The method of printing his more popular lectures in periodicals that were not available to the general public was highly fruitful. "The Physical Basis of Life" was a lecture delivered in Edinburgh on November 8, 1868, providing a good example. The central point of the investigation, although not more than "the product of the molecular forces of the protoplasm that displays it," the audience was stunned, but it was nothing more than "the manifestation of the protoplasm's display"—not much more than the uproar when it was announced in the Fortnightly Review in February 1869. "No article that had appeared in any periodical for a decade caused such a stir," editor John Morley wrote. Protoplasm became a household word when it was reprinted seven times, and Punch introduced 'Professor Protoplasm' to his other soubriquets.
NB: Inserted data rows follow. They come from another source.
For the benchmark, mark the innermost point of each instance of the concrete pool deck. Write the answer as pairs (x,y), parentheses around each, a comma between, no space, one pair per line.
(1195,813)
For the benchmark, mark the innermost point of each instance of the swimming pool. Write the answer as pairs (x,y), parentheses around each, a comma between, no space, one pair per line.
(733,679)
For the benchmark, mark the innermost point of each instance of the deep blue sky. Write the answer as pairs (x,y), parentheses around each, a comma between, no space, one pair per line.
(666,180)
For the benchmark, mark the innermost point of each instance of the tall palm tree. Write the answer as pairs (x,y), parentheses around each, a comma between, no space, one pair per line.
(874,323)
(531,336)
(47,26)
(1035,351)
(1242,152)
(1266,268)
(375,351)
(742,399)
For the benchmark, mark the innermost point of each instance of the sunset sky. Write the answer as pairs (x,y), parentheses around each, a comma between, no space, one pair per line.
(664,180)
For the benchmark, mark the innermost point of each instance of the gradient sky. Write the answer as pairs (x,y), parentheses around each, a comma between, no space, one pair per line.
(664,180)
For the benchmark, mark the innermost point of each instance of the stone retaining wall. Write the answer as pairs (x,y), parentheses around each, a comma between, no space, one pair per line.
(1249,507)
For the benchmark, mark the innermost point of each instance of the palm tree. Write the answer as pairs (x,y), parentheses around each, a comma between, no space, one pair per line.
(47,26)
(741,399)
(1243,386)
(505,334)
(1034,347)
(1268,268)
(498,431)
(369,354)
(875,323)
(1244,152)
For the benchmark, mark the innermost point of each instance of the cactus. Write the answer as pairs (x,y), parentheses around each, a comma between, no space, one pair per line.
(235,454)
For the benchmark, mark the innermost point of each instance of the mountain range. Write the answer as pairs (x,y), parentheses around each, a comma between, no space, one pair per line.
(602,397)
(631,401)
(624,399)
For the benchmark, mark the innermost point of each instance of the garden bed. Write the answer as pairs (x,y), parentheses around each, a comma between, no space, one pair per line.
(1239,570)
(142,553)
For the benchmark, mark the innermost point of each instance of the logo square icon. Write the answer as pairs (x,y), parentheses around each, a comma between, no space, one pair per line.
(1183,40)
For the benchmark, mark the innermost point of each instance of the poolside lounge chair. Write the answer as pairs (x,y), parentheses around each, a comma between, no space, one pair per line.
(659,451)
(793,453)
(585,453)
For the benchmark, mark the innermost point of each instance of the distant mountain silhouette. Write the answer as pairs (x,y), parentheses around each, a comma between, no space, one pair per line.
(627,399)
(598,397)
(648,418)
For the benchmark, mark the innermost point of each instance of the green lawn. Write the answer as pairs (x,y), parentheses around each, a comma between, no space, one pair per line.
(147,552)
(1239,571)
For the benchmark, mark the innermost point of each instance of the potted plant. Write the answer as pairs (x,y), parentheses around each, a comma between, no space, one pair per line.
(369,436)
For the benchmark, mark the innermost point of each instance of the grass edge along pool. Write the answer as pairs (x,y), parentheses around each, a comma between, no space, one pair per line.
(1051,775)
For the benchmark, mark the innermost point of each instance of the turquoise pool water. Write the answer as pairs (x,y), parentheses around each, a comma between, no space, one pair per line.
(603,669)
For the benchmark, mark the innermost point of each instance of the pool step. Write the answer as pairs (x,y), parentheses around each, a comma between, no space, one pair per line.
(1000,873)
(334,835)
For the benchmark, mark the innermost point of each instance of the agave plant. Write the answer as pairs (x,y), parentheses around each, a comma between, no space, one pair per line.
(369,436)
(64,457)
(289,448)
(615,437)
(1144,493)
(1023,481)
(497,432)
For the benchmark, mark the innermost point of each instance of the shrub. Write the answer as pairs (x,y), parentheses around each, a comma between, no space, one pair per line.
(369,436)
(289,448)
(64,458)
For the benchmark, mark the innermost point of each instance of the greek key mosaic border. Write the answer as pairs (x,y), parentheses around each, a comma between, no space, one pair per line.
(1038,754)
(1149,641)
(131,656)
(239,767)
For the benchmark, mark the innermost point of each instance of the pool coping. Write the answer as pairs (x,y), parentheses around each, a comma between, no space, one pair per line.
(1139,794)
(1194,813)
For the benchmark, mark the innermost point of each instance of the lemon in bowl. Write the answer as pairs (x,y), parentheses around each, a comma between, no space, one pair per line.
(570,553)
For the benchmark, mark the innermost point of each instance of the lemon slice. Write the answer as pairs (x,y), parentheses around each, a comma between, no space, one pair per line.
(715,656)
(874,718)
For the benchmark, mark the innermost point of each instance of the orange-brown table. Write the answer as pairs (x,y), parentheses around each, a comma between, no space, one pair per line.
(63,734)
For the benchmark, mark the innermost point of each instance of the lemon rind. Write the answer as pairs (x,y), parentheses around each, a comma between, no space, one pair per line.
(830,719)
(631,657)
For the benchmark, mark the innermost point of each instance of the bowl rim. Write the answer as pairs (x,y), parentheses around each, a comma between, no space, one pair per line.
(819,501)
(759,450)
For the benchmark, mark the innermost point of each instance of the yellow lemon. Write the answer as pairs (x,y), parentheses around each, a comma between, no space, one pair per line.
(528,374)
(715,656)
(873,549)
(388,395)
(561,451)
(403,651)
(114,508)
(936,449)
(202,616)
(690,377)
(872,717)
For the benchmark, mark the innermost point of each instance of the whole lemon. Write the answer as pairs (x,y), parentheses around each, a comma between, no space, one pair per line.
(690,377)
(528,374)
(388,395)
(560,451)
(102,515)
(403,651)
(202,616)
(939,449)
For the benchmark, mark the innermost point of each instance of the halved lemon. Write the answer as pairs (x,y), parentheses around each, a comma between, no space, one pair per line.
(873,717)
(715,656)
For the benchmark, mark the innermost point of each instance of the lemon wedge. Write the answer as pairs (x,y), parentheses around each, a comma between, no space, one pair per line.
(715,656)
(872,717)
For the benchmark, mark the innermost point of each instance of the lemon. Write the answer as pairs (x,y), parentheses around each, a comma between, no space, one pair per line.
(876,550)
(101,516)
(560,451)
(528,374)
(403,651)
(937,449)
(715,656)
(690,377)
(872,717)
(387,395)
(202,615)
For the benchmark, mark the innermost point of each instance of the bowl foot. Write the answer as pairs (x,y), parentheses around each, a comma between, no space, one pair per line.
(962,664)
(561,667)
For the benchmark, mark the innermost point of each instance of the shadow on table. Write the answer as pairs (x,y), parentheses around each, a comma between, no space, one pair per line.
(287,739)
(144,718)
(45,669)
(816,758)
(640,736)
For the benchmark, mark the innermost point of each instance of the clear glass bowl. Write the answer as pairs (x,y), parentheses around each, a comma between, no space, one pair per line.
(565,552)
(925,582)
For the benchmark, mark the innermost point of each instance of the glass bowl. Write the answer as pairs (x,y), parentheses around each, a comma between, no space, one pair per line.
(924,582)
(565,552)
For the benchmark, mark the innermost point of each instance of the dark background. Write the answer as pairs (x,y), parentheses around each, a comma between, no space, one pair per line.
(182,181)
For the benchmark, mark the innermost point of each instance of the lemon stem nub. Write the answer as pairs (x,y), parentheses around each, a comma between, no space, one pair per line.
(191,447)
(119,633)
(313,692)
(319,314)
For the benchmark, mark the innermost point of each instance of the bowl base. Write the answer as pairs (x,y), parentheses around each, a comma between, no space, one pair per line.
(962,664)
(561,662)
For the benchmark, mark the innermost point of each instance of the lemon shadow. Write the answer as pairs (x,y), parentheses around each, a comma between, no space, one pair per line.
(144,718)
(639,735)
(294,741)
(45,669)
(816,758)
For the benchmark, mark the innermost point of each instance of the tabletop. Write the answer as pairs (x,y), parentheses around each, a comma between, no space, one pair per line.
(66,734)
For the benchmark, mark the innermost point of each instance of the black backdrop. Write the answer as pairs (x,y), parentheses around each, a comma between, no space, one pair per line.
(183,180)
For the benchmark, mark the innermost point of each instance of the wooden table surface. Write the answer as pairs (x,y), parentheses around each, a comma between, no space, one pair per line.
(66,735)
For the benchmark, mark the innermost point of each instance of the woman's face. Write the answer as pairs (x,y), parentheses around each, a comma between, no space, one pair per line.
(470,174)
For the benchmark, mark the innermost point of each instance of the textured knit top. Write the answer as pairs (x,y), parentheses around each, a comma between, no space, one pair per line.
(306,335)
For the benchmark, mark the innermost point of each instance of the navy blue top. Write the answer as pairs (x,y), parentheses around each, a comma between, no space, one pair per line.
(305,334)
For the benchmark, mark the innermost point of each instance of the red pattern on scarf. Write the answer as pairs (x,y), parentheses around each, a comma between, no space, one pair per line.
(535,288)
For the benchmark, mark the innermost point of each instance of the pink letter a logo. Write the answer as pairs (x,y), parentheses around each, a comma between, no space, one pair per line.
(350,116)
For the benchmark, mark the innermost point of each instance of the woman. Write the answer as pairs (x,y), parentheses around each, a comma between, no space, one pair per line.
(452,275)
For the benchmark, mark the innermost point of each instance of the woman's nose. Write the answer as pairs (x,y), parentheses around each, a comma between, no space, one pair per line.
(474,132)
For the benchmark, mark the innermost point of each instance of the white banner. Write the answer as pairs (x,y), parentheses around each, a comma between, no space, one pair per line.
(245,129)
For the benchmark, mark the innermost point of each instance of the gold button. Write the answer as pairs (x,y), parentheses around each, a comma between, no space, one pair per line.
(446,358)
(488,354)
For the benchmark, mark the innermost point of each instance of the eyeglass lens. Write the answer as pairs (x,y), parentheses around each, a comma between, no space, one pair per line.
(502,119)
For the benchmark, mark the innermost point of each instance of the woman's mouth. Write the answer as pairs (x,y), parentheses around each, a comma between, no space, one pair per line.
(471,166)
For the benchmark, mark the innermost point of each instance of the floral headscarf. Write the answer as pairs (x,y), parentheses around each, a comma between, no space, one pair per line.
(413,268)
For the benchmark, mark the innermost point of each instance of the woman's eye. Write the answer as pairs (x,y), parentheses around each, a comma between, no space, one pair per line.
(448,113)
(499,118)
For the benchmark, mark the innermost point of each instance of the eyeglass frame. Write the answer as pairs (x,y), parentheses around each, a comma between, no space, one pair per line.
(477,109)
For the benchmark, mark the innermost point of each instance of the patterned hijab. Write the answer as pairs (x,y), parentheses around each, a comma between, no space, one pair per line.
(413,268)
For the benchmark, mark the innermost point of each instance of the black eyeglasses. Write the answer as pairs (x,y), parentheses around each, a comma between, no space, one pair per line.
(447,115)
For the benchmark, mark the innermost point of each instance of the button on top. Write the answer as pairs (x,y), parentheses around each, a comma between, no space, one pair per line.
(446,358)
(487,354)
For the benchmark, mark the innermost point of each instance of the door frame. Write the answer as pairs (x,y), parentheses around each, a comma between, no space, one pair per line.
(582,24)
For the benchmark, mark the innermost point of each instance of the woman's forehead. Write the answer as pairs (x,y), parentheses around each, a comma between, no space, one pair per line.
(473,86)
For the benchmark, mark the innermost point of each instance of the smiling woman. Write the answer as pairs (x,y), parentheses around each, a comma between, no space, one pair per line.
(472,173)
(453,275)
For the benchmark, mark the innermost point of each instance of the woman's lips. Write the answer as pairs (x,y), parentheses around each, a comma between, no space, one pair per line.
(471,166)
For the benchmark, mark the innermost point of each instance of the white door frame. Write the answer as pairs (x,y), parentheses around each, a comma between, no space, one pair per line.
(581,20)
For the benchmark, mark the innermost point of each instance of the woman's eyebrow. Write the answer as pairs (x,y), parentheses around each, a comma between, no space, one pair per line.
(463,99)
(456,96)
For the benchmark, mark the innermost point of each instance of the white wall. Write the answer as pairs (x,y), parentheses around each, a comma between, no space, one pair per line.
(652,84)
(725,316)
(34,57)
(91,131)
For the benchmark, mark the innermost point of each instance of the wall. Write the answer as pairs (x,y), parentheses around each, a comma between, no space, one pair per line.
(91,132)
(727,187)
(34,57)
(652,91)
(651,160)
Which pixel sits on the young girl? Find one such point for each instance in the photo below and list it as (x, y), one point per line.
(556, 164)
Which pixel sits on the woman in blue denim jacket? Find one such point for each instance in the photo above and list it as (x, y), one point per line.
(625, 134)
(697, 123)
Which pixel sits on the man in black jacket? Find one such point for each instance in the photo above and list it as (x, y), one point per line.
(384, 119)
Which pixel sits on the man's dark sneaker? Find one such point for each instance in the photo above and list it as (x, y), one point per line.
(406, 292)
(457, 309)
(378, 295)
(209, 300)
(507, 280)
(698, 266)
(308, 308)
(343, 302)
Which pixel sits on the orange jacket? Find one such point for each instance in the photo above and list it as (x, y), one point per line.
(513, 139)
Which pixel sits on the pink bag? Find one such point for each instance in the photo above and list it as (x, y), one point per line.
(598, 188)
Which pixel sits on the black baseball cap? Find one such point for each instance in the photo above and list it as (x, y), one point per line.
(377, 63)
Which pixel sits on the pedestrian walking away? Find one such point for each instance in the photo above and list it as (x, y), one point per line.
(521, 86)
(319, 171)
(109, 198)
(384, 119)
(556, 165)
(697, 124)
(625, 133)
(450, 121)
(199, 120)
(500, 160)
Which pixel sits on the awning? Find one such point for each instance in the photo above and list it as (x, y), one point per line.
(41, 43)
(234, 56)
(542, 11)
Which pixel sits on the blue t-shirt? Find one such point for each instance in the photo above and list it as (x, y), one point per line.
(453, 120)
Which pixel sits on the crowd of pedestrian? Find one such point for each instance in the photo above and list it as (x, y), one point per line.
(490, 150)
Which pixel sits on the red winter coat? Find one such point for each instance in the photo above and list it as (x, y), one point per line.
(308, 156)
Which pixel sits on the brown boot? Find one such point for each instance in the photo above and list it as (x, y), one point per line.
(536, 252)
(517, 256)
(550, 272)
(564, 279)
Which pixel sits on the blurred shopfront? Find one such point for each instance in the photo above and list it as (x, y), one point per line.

The topic had been ignited by Huxley's discovery of cytoplasmic streaming in plant cells, which is certainly a dazzling sight. Huxley's argument that this activity should not be explained by words such as vitality should not be explained by numbers such as vitality, but that the operation of its constituent chemicals was surprising and surprising. We may want to explore what cells do today, but little of this was known in the nineteenth century.

"Comte's philosophy [is just] Catholicism minus Christianity," Huxley said as the Archbishop of York thought this 'new philosophy' was based on Auguste Comte's positivism) "Comte's philosophies [is just] Catholicism minus Christianity." (Huxley, 1893 vol. 1 of Collected Essays Methods & Results 156). With M. Comte in the chair of St Peter, a later version of the saints' names changed, it was "completely Popery." (lecture on Positive Thinking Huxley, 1870) [Scientist Huxley's The scientific aspects of positivism Huxley's 1870 Lay Sermons, Addresses, and Reviews (p. 149). Huxley's dismissal of positivism caused it to fall apart in Britain, and Comte's theories were sorely lacking in the United Kingdom.